As Mills, Heard, and co. were lighting clubs on fire, the broader pop music space began taking notice. In 1989 Technotronic employed a 909 on their massive single Pump Up The Jam, and the next year Roland really tasted the fame monster when Madonna busted out their little “commercial failure” on Vogue.

At the same time acid house was rolling sublime in the UK, led in tandem by the beats of the TR-909 and the distorted squelch of Roland’s TB-303 bassline workhorse. Which, hilariously, was also discontinued after three years – but that’s another story.

The TR-909 became a staple drum machine, not just amongst its house, techno, and acid forebears, but far beyond.
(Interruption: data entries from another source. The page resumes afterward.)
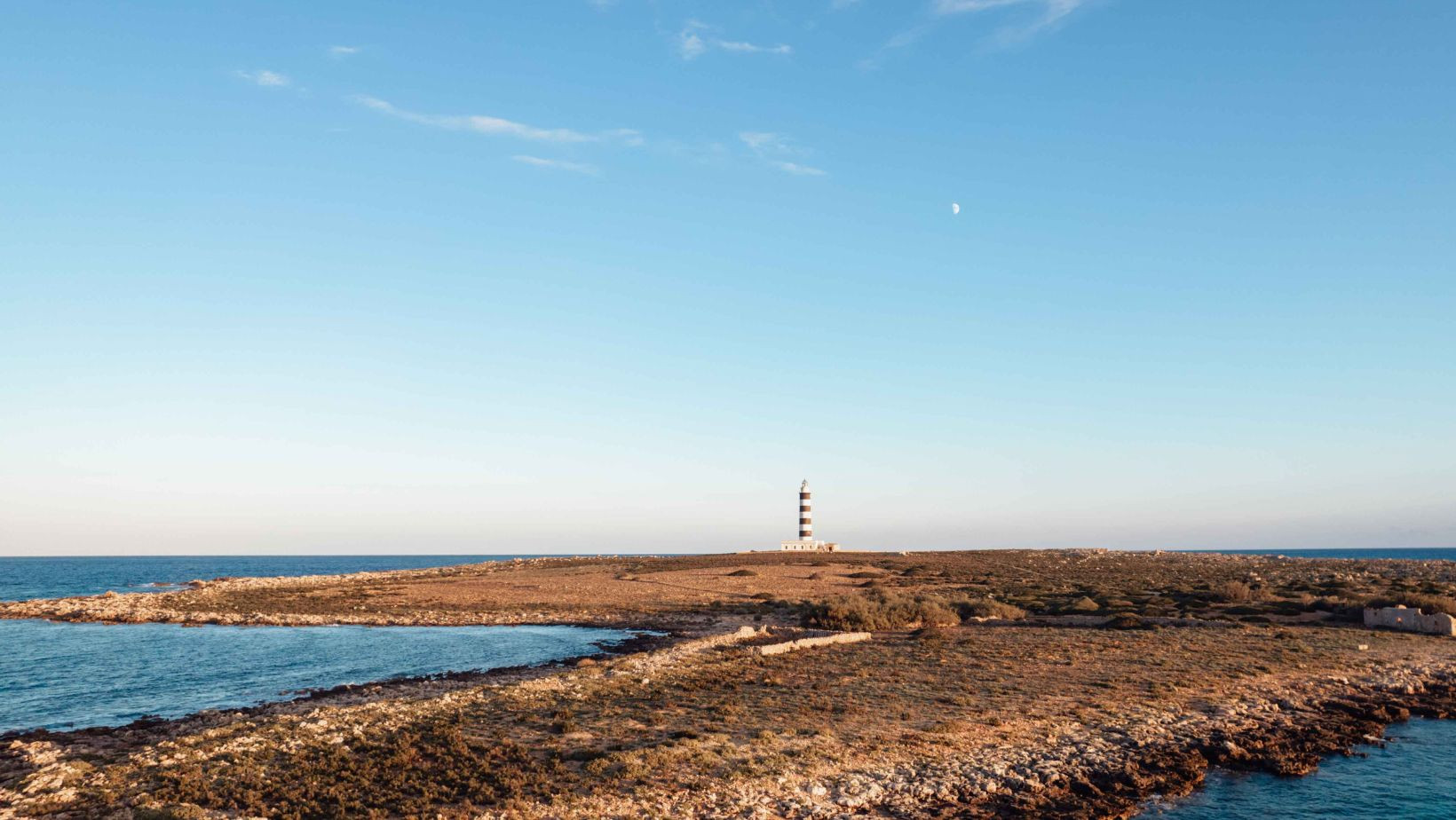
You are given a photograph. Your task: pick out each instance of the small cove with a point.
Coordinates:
(63, 676)
(1408, 779)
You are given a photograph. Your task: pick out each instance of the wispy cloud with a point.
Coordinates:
(1046, 15)
(752, 48)
(764, 140)
(498, 127)
(557, 163)
(798, 170)
(779, 152)
(264, 77)
(695, 40)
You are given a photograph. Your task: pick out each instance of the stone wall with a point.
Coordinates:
(1411, 620)
(814, 641)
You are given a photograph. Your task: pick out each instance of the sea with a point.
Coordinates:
(64, 676)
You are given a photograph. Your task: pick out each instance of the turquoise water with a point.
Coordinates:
(1408, 779)
(24, 579)
(79, 674)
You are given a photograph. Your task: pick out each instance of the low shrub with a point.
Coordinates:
(878, 611)
(1235, 592)
(986, 608)
(1126, 620)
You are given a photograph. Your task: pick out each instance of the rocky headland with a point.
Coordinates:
(977, 685)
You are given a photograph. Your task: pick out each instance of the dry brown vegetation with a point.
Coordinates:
(724, 717)
(969, 661)
(696, 588)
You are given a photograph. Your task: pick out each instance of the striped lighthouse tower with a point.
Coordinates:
(805, 516)
(805, 540)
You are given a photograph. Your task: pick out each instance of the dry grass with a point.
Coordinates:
(727, 715)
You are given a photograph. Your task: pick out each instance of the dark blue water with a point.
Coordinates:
(24, 579)
(79, 674)
(1408, 779)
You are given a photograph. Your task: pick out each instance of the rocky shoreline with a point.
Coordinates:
(1073, 711)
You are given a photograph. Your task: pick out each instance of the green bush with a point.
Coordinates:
(878, 611)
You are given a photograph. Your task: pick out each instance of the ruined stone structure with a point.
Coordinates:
(805, 540)
(1411, 620)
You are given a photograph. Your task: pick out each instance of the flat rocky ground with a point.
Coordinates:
(993, 685)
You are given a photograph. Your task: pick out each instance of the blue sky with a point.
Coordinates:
(598, 277)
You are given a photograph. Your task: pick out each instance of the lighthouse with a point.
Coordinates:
(805, 540)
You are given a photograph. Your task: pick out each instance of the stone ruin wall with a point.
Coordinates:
(1411, 620)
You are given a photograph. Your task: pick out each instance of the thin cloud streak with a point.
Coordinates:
(557, 163)
(692, 44)
(1051, 13)
(498, 127)
(798, 170)
(264, 77)
(775, 149)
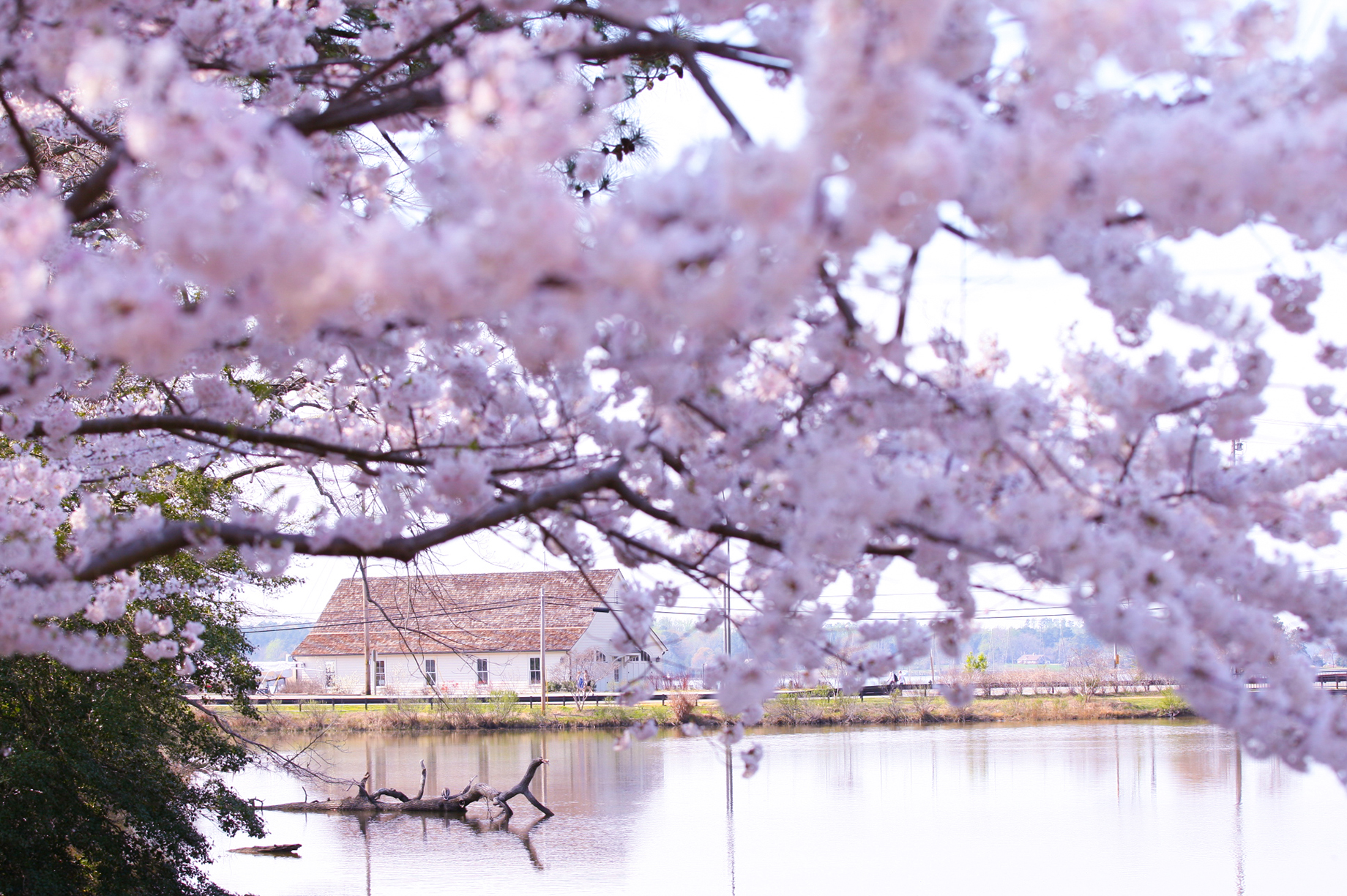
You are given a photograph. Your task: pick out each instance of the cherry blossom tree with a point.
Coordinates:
(400, 247)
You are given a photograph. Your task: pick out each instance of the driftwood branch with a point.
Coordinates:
(446, 803)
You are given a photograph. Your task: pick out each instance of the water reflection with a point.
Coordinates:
(1116, 807)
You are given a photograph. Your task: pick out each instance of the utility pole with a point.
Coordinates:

During the the ’90s Roland’s little rhythm composer had been utilised by artists such as Orbital, Schooly D, Moby, and Björk.

This love affair proliferated throughout the decade, and in 1997 Roland earned the kind of free advertisement which comes along once in a lifetime; a track on Daft Punk’s debut album Homework named Revolution 909. ‘Revolution’ was barely a hyperbole.

The Highest Form of Flattery

The legacy of the TR-909 was a bi-product of its short lifespan. As demand for the now-iconic samples grew and grew, Roland drew a hard line on reproducing the classic. A score of hardware clones and rip-offs were created in the 909’s monumental shadow. With the rise of the DAW, these clones started flooding the VST and plug-in markets and now, you’re spoilt for choice. Ableton Live even comes pre-shipped with an imitation 909 sample kit.

After a solid 35 years of silence on the matter, Roland eventually announced their own TR-909 clone as part of their cute Boutique series. The TR-09 is a faithful reproduction of the original module, packed down into a bite-sized chassis. And, unlike its big daddy, the world was ready for it; the TR-09 has found a great deal of success amongst producers and live performer who sought the (now widely available) 909 samples alongside the haptic quality hardware can provide.

Which, in the end, is what was so magical about the 909. The samples in time became iconic, but there was always a physical quality to the shutter, snap, and hiss that this drum machine produced. The kick drum was a fist pump, the clap a straight-up slap on the cheek, the flutter of hi-hats a clenched jaw.

Whether these beats are being flung out of the PA at a warehouse rave or bubbling beneath a Radiohead tune, the TR-909 is one of those magical sound devices which carry a real-world weight behind them. From humble beginnings to total domination… it makes you wonder, which overlooked contemporary piece of gear could change the world tomorrow?